We have just trained a multilayer classifier for Toy Problem 3.

It seems to be learning (the loss on the training data decreases).

Let us evaluate the performance of the classifier on the test data.

In [5]:
data = Data("data/toy_problem_3_test.txt")
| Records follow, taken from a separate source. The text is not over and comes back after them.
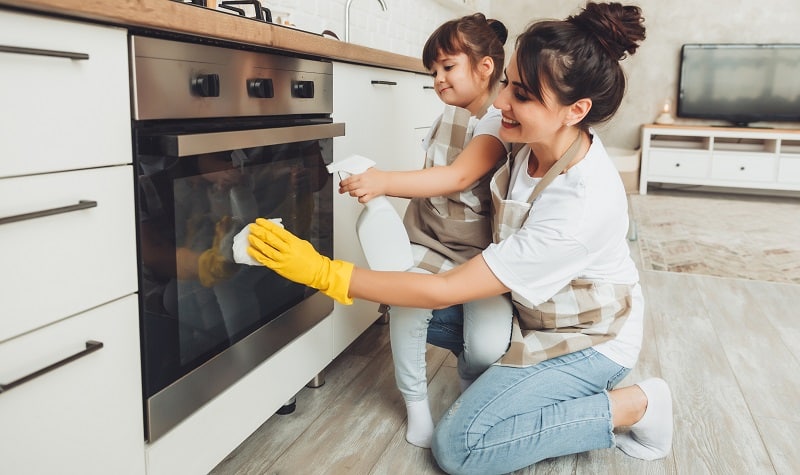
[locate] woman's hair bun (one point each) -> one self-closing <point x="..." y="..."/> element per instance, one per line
<point x="499" y="29"/>
<point x="618" y="28"/>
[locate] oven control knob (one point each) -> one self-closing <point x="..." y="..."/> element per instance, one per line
<point x="303" y="89"/>
<point x="261" y="88"/>
<point x="206" y="85"/>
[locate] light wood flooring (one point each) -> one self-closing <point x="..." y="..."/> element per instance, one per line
<point x="729" y="348"/>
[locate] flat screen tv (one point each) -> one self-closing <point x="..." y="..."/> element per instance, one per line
<point x="740" y="83"/>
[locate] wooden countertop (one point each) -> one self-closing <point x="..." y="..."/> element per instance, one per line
<point x="168" y="15"/>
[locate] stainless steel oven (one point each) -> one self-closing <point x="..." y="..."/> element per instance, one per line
<point x="222" y="135"/>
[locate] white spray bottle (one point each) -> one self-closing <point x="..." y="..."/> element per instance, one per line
<point x="380" y="229"/>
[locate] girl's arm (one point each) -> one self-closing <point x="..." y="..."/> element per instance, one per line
<point x="478" y="158"/>
<point x="470" y="281"/>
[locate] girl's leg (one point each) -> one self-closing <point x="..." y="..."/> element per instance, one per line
<point x="408" y="328"/>
<point x="487" y="333"/>
<point x="514" y="417"/>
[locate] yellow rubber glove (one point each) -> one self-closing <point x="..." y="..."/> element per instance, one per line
<point x="213" y="267"/>
<point x="297" y="260"/>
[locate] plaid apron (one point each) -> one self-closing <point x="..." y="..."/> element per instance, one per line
<point x="451" y="229"/>
<point x="582" y="314"/>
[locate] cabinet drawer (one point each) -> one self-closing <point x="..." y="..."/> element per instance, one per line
<point x="84" y="416"/>
<point x="62" y="113"/>
<point x="789" y="169"/>
<point x="744" y="167"/>
<point x="62" y="264"/>
<point x="679" y="164"/>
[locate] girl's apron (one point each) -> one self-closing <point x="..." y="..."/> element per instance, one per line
<point x="582" y="314"/>
<point x="456" y="227"/>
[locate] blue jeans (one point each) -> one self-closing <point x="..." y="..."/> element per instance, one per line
<point x="510" y="418"/>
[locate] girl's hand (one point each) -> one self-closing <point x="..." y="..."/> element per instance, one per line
<point x="367" y="185"/>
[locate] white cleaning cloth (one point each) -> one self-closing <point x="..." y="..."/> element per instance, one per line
<point x="240" y="245"/>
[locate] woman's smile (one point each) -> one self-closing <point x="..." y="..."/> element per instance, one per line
<point x="509" y="123"/>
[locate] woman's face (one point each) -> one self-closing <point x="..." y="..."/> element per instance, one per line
<point x="455" y="81"/>
<point x="526" y="119"/>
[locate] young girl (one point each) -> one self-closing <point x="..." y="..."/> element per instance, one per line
<point x="560" y="224"/>
<point x="465" y="57"/>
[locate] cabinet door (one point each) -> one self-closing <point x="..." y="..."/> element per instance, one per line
<point x="84" y="416"/>
<point x="62" y="112"/>
<point x="382" y="122"/>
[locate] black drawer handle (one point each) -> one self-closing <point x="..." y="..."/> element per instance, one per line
<point x="82" y="204"/>
<point x="42" y="52"/>
<point x="91" y="347"/>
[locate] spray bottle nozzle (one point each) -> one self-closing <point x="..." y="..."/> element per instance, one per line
<point x="352" y="165"/>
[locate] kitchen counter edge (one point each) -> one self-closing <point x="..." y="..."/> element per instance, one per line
<point x="176" y="17"/>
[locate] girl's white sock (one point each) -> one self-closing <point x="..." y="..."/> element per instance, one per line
<point x="651" y="437"/>
<point x="420" y="423"/>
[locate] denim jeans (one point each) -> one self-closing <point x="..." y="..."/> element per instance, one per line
<point x="511" y="418"/>
<point x="481" y="341"/>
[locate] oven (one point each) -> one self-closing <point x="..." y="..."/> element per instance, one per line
<point x="222" y="135"/>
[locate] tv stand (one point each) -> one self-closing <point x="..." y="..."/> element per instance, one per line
<point x="730" y="157"/>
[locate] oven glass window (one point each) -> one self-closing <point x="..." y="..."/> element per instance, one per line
<point x="196" y="300"/>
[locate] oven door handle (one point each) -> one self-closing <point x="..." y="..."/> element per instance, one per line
<point x="195" y="144"/>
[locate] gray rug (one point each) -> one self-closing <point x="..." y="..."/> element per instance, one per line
<point x="725" y="235"/>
weights1 = torch.load("models/toy_problem_3_trained_deep_model_weights1.bin")
print(weights1)
weights2 = torch.load("models/toy_problem_3_trained_deep_model_weights2.bin")
print(weights2)
bias1 = torch.load("models/toy_problem_3_trained_deep_model_bias1.bin")
print(bias1)
bias2 = torch.load("models/toy_problem_3_trained_deep_model_bias2.bin")
print(bias2)

labels, features = data.get_all()

features = torch.autograd.Variable(torch.Tensor(features))
#print(features)

target = torch.autograd.Variable(torch.LongTensor(labels))
#print(target)

result = torch.mm(features, weights1) + bias1
result1 = F.sigmoid(result)
result2 = torch.mm(result1, weights2) + bias2
#print(result2)

maxv, observed = torch.max(result2, 1)

total = 0
correct = 0
for i in range(len(labels)):
    total += 1
    #print(str(target.data[i]) + " " + str(observed.data[i]))
    if target.data[i] == observed.data[i]:
        correct += 1
accuracy = correct / total
print("Accuracy: "+str(accuracy))

tensor([[ 0.0815,  0.0523,  0.0835,  0.2602],
        [ 0.0701,  0.0548,  0.4841,  0.7988]])
tensor([[-1.9810,  3.3764],
        [ 3.3219, -3.0504],
        [-1.2035,  2.0503],
        [ 2.1574, -1.1770]])
tensor([[ 4.7902, -4.3313,  5.1664, -5.1487]])
tensor([[ 2.1386, -1.0660]])
Accuracy: 0.843


As you can see, the accuracy is better than 50%.

The classifier has fared better than before when using bias terms.

It tells us that the multi-layer neural network (with a bias term) **is able to learn the non-linear XOR function using the sigmoid activation function**.